Wednesday, October 19, 2011

I must watch this film about Seventeenth Century musket and pike battle



It looks pretty realistic.  Viggo Mortensen's Spanish even sounds pretty good, at least to my untrained ear.

Or you could go hard core re-enactment.  I knew we Colonials liked to dress up in "Civil War" garb, but didn't know that they liked to do that in Her Britannic Majesty's  scepter'd isle:

6 comments:

Anonymous said...

Ted, I've got a Facebook friend who's into that stuff - they use matchlocks and the whole nine yards. He sends me videos of it. Let me know if you want his contact info.

BTW, I was sitting next to a guy at the ABQ range last Saturday who was touching off a matchlock and all manner of other neat old stuff. It was pretty cool. He let me shoot his Martini-Henry . . . I felt like I was at Isandlwana.

cheers, erich martell
albuquerque nm

NotClauswitz said...

Looks like a bloody and brutish business.

Nancy R. said...

I did the whole musket vs. pike thing about 15 years ago. English Civil War folks are a crazy group who (at least when I was doing it) didn't wring their hands over what wasn't "safe". (Is pipe bomb on a stick - is not safe.) I remember ramming the powder sans scouring stick (took too long) by simply slamming the butt of the musket on the ground while advancing up a steep hill and firing volleys 3 deep. Luckily I got to be in the middle or back rank, being taller than most. I went by the name of "Nate".

There was actually one battle of the ECW fought in St. Mary's, MD.

Borepatch said...

Nancy, interesting. I lived for years in Maryland, and never heard that.

Nancy R. said...

They used to do a reenactment around the middle of October, I believe. The Battle of the Severn, I think. I was in a car accident on Columbus Day weekend in 1997 and went to the battle the following weekend.

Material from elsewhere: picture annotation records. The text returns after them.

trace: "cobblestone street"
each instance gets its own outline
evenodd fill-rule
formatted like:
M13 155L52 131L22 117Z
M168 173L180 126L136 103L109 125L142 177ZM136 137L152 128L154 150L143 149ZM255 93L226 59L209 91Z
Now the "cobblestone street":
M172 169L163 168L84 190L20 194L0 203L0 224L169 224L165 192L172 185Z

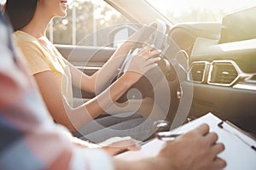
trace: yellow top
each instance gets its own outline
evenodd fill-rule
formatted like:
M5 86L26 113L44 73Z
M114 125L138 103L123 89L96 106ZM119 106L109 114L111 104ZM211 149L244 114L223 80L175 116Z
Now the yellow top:
M32 75L50 71L66 97L67 102L73 106L72 79L67 60L52 45L52 51L42 46L32 36L17 31L14 38L26 59Z

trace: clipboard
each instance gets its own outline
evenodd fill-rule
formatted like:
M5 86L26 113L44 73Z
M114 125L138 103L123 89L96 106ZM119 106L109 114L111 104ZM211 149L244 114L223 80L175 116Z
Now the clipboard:
M201 123L210 126L210 132L218 135L218 142L224 143L225 150L218 155L227 162L225 170L255 170L256 169L256 140L253 137L244 133L241 129L229 122L224 122L212 113L208 113L190 122L178 127L171 132L184 133ZM131 161L157 156L165 142L157 139L143 144L137 151L127 151L116 157Z

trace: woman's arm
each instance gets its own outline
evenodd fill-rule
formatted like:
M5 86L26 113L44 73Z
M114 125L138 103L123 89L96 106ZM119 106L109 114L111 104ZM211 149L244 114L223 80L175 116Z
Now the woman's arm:
M142 35L146 31L148 26L144 26L125 41L113 54L110 59L103 65L103 66L91 76L87 76L73 65L69 64L71 74L73 76L73 84L86 92L99 94L106 89L107 83L109 80L113 80L118 73L118 69L124 62L129 51L136 47L142 46ZM143 40L141 41L144 41Z
M125 59L126 54L131 48L132 43L125 42L119 48L103 65L103 66L91 76L88 76L68 63L73 84L86 92L99 94L105 89L106 84L114 78L118 69Z

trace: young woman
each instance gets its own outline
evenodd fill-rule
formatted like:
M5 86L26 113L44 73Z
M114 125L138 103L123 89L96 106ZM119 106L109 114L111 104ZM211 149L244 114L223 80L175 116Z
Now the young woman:
M160 58L154 56L157 56L160 52L150 47L141 50L132 59L128 71L107 89L103 89L108 81L116 76L117 70L123 63L125 55L137 45L134 42L136 37L139 37L143 30L119 48L101 70L92 76L87 76L63 59L45 35L49 22L54 17L66 17L67 3L66 0L8 0L5 14L12 23L15 30L14 37L26 58L31 72L36 79L53 119L66 126L71 132L76 133L83 127L86 131L86 126L84 127L86 123L113 105L115 106L115 102L125 91L144 73L157 65L156 62ZM90 93L96 93L96 90L102 92L82 105L73 108L73 86ZM135 115L135 117L140 119L137 115ZM137 122L141 123L142 121L144 120ZM135 122L132 122L132 126L137 126ZM119 128L117 129L125 130L124 126L131 126L131 124L128 122L122 126L122 129ZM90 126L90 128L94 128L94 126ZM143 130L148 131L148 127L141 130L139 136L145 134ZM90 131L93 132L94 129ZM129 133L131 131L127 133L128 135L132 136ZM137 130L132 133L137 133ZM106 139L117 135L108 130L104 131L104 134ZM98 133L98 137L104 134ZM126 136L127 133L121 133L119 135ZM102 139L105 139L99 140Z

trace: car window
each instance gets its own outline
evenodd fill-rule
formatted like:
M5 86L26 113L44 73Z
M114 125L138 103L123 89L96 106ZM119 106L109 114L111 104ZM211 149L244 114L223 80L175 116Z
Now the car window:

My knee was too torn up to participate, so I sat around the campfire with two incredible black eyes telling everyone I took a musket butt to the face.

I still have all my kit. Heck, I might even be able to squeeze into it again.

Mrs. Bitchpatch #1 said...

It's no wonder Viggo's Spanish sounds good. He is bi-lingual, if not trio-lingual. Apparently, the fine Mr. Mortenson's family traveled a great deal, and he spent some years of his youth in Argentina, and Venezuela, as well as Denmark. His Father is Danish. Don't know how good his Danish is. Too bad his political views stink.